To my mamy cywilny, ale z weselem później 😁 czasami żałuje, ze nie zdecydowaliśmy się na cywilny gdzieś za granica tylko z najbliższymi. No ale zaliczek już szkoda
ja akurat kupiłam w salonie, bo znalazłam swoją wymarzoną, ale myślę, że teraz jest tyle opcji, że można spokojnie od kogoś odkupić czy nawet są komisy z sukniami, że myślę, że da się coś fajnego tam też upolować
ja jakoś nie mogę przekonać się do sprzedaży sukni, zawsze jestem raczej zdroworozsądkowa i sprzedaję rzeczy, których nie używam, ale jakoś jak sobie teraz o tym myślę to będzie mi ciężko z nią się rozstać, bo jestem na maksa sentymentalna. Wiem, że i tak nie dostanę za nią tyle, za ile ją kupiłam i w sumie nie lubię, gdy rzeczy się marnują i może mi się zmieni, ale na razie nie chciałabym sprzedawać sukni.

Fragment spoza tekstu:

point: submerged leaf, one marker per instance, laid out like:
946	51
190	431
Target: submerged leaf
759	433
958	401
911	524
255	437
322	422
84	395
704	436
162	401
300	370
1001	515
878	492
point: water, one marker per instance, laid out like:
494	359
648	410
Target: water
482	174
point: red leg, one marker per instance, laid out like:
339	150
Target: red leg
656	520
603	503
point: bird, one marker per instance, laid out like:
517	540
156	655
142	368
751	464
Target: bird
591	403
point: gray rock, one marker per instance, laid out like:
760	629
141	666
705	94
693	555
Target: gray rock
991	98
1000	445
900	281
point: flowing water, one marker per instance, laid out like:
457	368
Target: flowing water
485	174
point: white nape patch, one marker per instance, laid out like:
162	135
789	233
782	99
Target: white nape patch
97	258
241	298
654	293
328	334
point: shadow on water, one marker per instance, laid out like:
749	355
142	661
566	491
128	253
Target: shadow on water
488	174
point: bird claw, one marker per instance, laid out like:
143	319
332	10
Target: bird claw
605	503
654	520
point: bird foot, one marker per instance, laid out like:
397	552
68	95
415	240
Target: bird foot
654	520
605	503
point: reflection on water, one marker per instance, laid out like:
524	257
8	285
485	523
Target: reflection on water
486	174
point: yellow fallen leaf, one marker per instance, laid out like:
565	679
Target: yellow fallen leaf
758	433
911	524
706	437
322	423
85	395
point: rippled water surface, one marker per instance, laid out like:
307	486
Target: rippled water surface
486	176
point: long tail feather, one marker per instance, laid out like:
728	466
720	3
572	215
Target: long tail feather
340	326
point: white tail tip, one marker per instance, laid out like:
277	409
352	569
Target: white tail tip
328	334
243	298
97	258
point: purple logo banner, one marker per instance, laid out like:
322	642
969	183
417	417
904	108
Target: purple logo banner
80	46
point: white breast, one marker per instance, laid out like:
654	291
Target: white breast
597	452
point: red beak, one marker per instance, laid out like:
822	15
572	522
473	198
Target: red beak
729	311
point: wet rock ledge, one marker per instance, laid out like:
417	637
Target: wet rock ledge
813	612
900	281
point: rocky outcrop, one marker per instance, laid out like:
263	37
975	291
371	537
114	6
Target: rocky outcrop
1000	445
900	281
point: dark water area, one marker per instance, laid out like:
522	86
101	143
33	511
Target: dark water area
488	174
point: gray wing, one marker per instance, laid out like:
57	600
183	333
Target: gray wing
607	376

U nas taki miał być, w Chorwacji ale potem mój K świadkował na weselu swojego brata i uprosił, żeby zrobić tradycyjne wesele dla najbliższych (wyszło nam 50 osób bez dalekich kuzynów i ciotek), bo jemu się wesele brata tak bardzo podobało i się dobrze bawił
Szukałam kiedyś z ciekawości sukni po stronach www okolicznych salonów i nie rozumiem, dlaczego na większości nie ma podanych jakichś widełek cenowych. Kiedyś myślałam, że to jak w zwykłym w sklepie - masz suknie z ceną i możesz się umówić na mierzenie. A tu takie kombinowanie.
Na jednej ze stron było napisane, że suknie zaczynają się od chyba 7000 zł, więc mi to od razu zaoszczędza czasu, bo wiem, że to nie w moim budżecie.

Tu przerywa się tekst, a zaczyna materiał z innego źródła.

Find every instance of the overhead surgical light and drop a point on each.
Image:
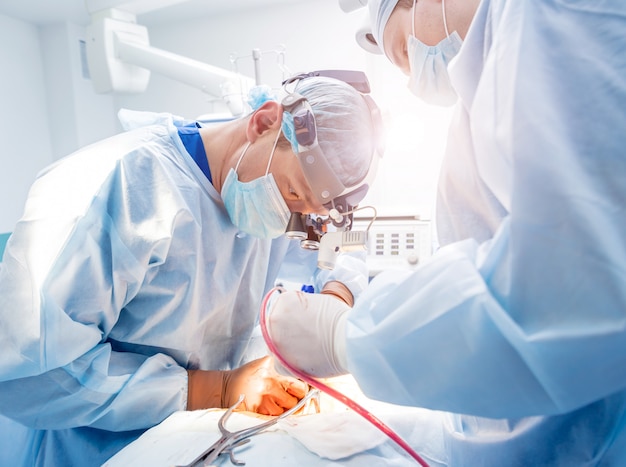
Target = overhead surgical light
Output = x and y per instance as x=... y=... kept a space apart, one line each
x=120 y=57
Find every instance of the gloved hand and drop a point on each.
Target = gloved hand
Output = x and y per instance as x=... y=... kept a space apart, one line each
x=309 y=332
x=266 y=391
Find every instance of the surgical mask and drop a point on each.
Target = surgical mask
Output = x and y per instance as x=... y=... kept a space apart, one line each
x=429 y=79
x=256 y=207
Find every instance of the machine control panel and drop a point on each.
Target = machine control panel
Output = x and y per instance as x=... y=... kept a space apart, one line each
x=399 y=242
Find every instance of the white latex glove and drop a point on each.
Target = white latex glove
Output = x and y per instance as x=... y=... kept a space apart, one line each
x=309 y=331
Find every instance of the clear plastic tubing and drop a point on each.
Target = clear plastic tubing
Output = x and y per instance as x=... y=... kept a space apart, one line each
x=330 y=391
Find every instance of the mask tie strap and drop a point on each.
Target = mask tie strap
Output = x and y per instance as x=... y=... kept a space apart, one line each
x=443 y=10
x=241 y=157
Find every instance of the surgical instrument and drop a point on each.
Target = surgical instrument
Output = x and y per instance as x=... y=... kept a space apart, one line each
x=233 y=439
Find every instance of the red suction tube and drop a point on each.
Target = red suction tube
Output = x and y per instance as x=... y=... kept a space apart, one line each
x=330 y=391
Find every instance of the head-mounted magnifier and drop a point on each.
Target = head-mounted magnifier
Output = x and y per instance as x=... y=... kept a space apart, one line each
x=325 y=184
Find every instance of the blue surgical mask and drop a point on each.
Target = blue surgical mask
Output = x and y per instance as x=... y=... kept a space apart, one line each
x=256 y=207
x=429 y=79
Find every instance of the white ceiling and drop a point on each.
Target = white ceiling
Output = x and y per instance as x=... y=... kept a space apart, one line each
x=52 y=11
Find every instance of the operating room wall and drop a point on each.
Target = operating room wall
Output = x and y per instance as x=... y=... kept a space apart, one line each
x=49 y=108
x=24 y=130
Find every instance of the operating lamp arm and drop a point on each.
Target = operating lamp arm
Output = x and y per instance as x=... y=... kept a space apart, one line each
x=120 y=59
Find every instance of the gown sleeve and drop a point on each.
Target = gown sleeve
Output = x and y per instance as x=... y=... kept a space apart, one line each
x=533 y=320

Ja wybrałam opcję pomiędzy - pierwsze wypożyczenie. Czyli suknia szyta pode mnie, wg mojego projektu za którą zapłaciłam ok. 2000 zł a później po prostu oddałam do salonu.
Dziewczyny nawet nie sądziłam jakie będą problemy ze znalezieniem sukni... za dużo z nich dobrze wygląda 😱
Chciałam pójść w używkę, ale jestem drobna i dopasowanie do mnie kosztowaloby tyle co nowa... więc będę mieć nową. A wypożyczenie też raczej nie wejdzie w grę z tego samego powodu, nie sprzedadzą potem tej sukni.